Causes of McArdle’s disease
Since McArdle disease is a genetic disorder, you inherited this disease is the main reason behind McArdle disease. It is the only reason behind this disease. The gene that is responsible for making the myophosphorylase enzyme is mutated and doesn’t work well. When you have inherted2 mutates genes, this could result in recessive inheritance, and the disease will be there. But if you have inherited only one of the genes, you may sometimes represent some of the symptoms. Still, you don’t exactly have the disease. These mutated copies of the genes are the real and only reasons behind this disease. Due to that, your body lacks an important enzyme, myophosphorylase, for the glycogen to glucose conversion.
McArdle’s disease symptoms
Usually, it is difficult to find out about McArdle disease because the symptoms can be easily confused with just fatigue. Following are some of the symptoms, and these symptoms may start to appear even before 15 years of your age. The main symptoms revolve around being excessively getting tired with a little bit of strenuous exercise. This may not occur with just simple walking, so people don’t take it very seriously. Following are some of the symptoms of McArdle disease symptoms.
- Pain in your muscles is a very common symptom of this disease
- Muscles cramping after some activity is also observed along with the pain.
- You will experience stiffness or weakness in your muscles and will be easily tired after some activity.
- You can exercise again after resting for some time. This type of phenomenon is known as a second-wing phenomenon.
- You will see the brownish-red urine, especially after some exercise, and this is the clearest sign of McArdle’s disease.
- Usually, the tiredness vanished after a small amount of rest. Still, in some cases, the patients may experience lasting weakness and cramps in certain parts of the body, like their thighs, which happens only in a small number of people.
Since it starts early with McArdle’s disease, people usually confuse these pains with something else entirely. And the severity of these symptoms varies from time to time. So, it is not easy to pinpoint this disease.
How the diagnosis of McArdle’s disease is done
A healthcare professional does McArdle disease diagnosis by a series of tests on your muscles. But even before that, your medical history and family history say a lot about this since it is a genetic disease.

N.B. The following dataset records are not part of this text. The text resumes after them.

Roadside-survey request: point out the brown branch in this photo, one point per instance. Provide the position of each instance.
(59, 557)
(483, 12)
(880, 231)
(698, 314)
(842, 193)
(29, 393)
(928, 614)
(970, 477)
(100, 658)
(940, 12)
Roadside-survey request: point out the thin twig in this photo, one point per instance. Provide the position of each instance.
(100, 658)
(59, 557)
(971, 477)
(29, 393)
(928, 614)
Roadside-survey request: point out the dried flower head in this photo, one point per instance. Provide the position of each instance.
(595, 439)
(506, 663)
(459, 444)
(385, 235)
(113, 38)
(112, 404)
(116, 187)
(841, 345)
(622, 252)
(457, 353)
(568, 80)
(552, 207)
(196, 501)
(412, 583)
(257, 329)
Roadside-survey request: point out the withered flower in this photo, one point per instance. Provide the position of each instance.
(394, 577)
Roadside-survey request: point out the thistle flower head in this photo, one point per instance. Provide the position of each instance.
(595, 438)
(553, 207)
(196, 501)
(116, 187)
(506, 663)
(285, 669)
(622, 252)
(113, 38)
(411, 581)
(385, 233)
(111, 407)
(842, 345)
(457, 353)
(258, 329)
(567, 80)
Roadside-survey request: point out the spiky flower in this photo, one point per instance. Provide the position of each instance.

Following are some of the other things that help in the diagnosis of McArdle’s disease
- Urine tests will define the presence of myoglobin in it, which turns the urine dark.

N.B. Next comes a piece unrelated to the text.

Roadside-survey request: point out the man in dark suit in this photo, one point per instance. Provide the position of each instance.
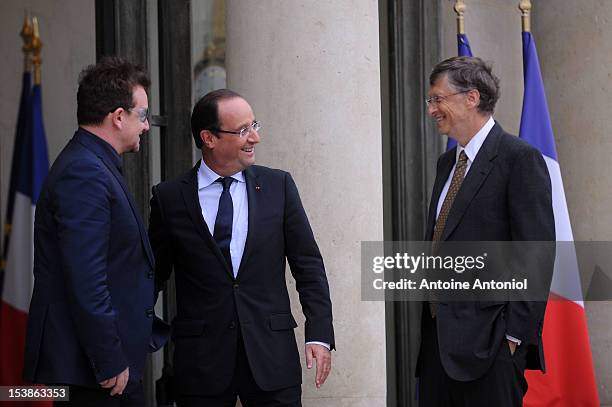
(226, 227)
(491, 187)
(91, 315)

- The muscle biopsy for the glycogen levels in them
- Muscle electromyography to see the muscle activity.
- Muscle MRI is also done to see the detailed condition of muscles.
- Blood tests to check the presence of muscle enzymes like creatinine kinase.
- The DNA tests to see the mutations in the genes.
- Seeing a general practitioner for this will help you so that he or she can refer you to a neurologist who will deal with your case in more detail.
Treatment of McArdle’s disease
Since there is no cure for this disease available, there are ways that you can manage this disease, and that would be only McArdle disease treatment. Exercise is good, but there should be a limit to it, and your healthcare provider should decide that. No matter how much you put your efforts in, you shouldn’t be overdoing your physical activity as they can damage your muscles and your kidneys as well. A diet to keep your muscles healthy and your overall health in check while maintaining the glucose and glycogen levels in your boy is important. There are a few things that can be used to maintain this disease
- You should take carbohydrates rich diet
- Creatinine supplements are also given to the patients in some cases.
- Your doctor will decide the sucrose levels you have to take each day to maintain your bodily functions. This should be done especially before an exercise. Some other medicines are also prescribed, and those include ACE inhibitors as well.
These are all the things that can be done to manage this disease or slow down the progression of this disease. There is no way to stop it completely, so the best you can do is learn to live with it.